While at Howard Johnson, he was challenged to develop new recipes that could be produced for large quantities of guests. This new style of cooking led him to test new equipment and cooking styles – he even worked with chemists to understand the molecular science necessary to mass produce high quality meals. This successful learning experience proved to be particularly useful to him in his later ventures; in 1970 he opened a New York City soup restaurant, La Potagerie, and later was hired to launch and run food operations at the World Trade Center commissary.

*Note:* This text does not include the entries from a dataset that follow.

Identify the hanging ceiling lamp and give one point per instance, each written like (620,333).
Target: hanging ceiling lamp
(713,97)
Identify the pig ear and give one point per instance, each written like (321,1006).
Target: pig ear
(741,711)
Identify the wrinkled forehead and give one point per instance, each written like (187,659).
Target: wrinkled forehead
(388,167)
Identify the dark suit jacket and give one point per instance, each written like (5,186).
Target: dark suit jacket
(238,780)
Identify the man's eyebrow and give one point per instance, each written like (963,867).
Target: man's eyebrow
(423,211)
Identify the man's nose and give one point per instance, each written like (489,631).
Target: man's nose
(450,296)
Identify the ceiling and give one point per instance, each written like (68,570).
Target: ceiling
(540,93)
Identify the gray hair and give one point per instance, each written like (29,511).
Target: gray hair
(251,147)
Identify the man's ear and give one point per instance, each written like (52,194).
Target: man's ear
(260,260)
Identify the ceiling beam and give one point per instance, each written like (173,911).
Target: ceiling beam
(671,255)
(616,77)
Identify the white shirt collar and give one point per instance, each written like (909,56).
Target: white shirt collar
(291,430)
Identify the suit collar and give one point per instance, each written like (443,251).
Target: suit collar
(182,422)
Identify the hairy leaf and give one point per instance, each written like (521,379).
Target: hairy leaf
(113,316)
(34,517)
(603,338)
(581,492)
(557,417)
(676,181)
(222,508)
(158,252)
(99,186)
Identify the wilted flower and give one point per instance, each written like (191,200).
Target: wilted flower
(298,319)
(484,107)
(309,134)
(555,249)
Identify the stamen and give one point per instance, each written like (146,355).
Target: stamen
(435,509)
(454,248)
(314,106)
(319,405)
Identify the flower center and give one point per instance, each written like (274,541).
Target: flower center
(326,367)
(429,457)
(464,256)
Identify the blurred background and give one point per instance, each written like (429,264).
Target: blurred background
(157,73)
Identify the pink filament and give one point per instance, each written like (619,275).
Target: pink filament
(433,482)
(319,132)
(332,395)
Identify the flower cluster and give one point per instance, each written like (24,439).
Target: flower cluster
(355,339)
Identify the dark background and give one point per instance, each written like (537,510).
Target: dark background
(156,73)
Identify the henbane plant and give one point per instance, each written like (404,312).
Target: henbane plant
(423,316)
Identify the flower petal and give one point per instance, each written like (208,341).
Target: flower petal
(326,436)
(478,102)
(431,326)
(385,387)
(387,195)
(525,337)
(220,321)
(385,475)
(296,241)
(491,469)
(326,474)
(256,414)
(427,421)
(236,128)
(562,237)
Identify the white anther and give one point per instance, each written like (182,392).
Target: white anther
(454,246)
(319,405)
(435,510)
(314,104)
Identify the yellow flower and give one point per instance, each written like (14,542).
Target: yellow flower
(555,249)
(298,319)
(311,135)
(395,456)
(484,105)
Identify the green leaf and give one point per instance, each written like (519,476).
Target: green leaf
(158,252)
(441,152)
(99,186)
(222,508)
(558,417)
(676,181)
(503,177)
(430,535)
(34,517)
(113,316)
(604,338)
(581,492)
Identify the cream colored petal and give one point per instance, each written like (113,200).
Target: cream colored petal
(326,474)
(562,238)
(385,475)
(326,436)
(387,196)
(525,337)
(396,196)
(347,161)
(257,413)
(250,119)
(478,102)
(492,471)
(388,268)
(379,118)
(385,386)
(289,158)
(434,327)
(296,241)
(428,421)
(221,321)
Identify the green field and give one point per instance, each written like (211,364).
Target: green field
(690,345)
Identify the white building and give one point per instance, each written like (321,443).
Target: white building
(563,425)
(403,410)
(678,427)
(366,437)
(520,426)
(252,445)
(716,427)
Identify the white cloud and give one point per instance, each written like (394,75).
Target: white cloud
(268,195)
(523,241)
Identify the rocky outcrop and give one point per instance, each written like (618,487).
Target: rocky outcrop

Eventually, his cooking career led him to both print and television. Despite being trained without cookbooks and formal recipes, he has written over 20 cookbooks, including La Technique, published in 1976, an in-depth catalogue of the most useful culinary techniques that are still relevant today. Many of his television shows were inspired by his cookbooks, including Fast Food My Way which taught viewers to prepare fine foods at home quickly and with fresh ingredients. He also hosted a PBS series The Complete Pépin and Julie and Jacques Cooking at Home with Julia Child.
When asked what dish is his favorite to cook, he shared that if he really had to choose it would be soup, but that it truly depends on when he goes to the market, see’s what is in season, and even the time of day. Laughingly, the chef admitted that nothing could top a well-baked baguette with butter. Before departing, Chef Pépin emphasized the importance of mindfulness in the kitchen whether it’s decreasing food waste or serving an ingredient in its natural state, noting that “knowledge of food can be shown through more than a decoration on the dish.”
The School is grateful to Chef Jacques Pépin, Jean-Claude Szurdak, William H. Weeks, and the staff at BU’s Metropolitan College for their time and effort to coordinate this visit.